DbContextOnModelCreating() の定義は以下の通りです。

protected override void OnModelCreating(ModelBuilder builder)
{
    base.OnModelCreating(builder);
    builder.Entity<LectureBase>()
        .HasKey(x => new { x.LectureId, x.Period, x.AcademicYear });
    builder.Entity<Attendance>()
        .HasKey(x => new { x.LectureId, x.Period, x.LectureDate, x.StudentId });
    builder.Entity<StudentAttendance>()
        .HasKey(x => new { x.LectureId, x.Period, x.LectureDate, x.StudentId });
}

上記のモデル定義と DbContextOnModelCreating() の定義ではコンパイルは通るのですが、 OnModelCreating() が実行される際に冒頭に示したエラーが発生します。エラーメッセージには、 キーは派生元のルートクラスのプロパティが利用されなければならない と書かれていますが、 AttendanceStudentAttendance のキーを定義するには、 LectureBase のプロパティでは不十分です。

解決方法

継承されているクラスを 抽象クラスとして定義 することで解決します。 継承がネストしている場合は、継承されているクラスすべてを抽象クラスとして定義 します。この解決方法は kenzauros さんに教えていただきました。

モデルの修正

本記事の例では、 LectureBaseAttendance が継承されているので、それらのクラスを抽象クラスとして定義します。ただし、 Attendance はエンティティとして取得したいので、抽象クラスを AttendanceBase として定義します。 AttendanceBase の定義内容は修正前の Attendance のものと同じです。

public abstract class LectureBase
{
    /* 省略 */
}

public abstract class AttendanceBase : LectureBase
{
    /* 省略 */
}

StudentAttendance の継承先を AttendanceBase に修正します。 StudentAttendance はモデルのインスタンスを生成するので抽象クラスにはしません。

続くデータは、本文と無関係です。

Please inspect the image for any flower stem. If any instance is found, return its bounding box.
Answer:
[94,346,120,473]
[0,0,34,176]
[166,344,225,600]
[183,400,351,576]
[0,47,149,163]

public class StudentAttendance : AttendanceBase
{
    /* 省略 */
}

抽象クラス AttendanceBaseインスタンス化できない ので、AttendanceAttendanceBase具象クラス に変更します。プロパティは AttendanceBase と同じものを利用するので、 Attendance 内で プロパティを宣言する必要はありません。

public class Attendance : AttendanceBase
{
}

これらの変更に基づいて修正したクラス図は以下の通りです。

抽象クラスを導入したクラス図

DbContext の修正

モデルの定義を修正したら、 DbContextOnModelCreating() の定義を変更します。

LectureBaseモデルのインスタンスを生成しない ので、 builder.Entity<LectureBase>() を削除 します。

protected override void OnModelCreating(ModelBuilder builder)
{
    base.OnModelCreating(builder);
    builder.Entity<Attendance>()
        .HasKey(x => new { x.LectureId, x.Period, x.LectureDate, x.StudentId });
    builder.Entity<StudentAttendance>()
        .HasKey(x => new { x.LectureId, x.Period, x.LectureDate, x.StudentId });
}

これで OnModelCreating() が実行された際に生じていたエラーが解消して、データベースからデータを取得できるようになります。

総括

本記事のまとめは以下の通りです。

  • 継承するモデルは抽象クラスとして定義
  • OnModelCreating() ではインスタンス化可能なモデルをエンティティとして設定

以上、 k-so16 でした。 EF Core を使いこなすにはまだ時間がかかりそうです。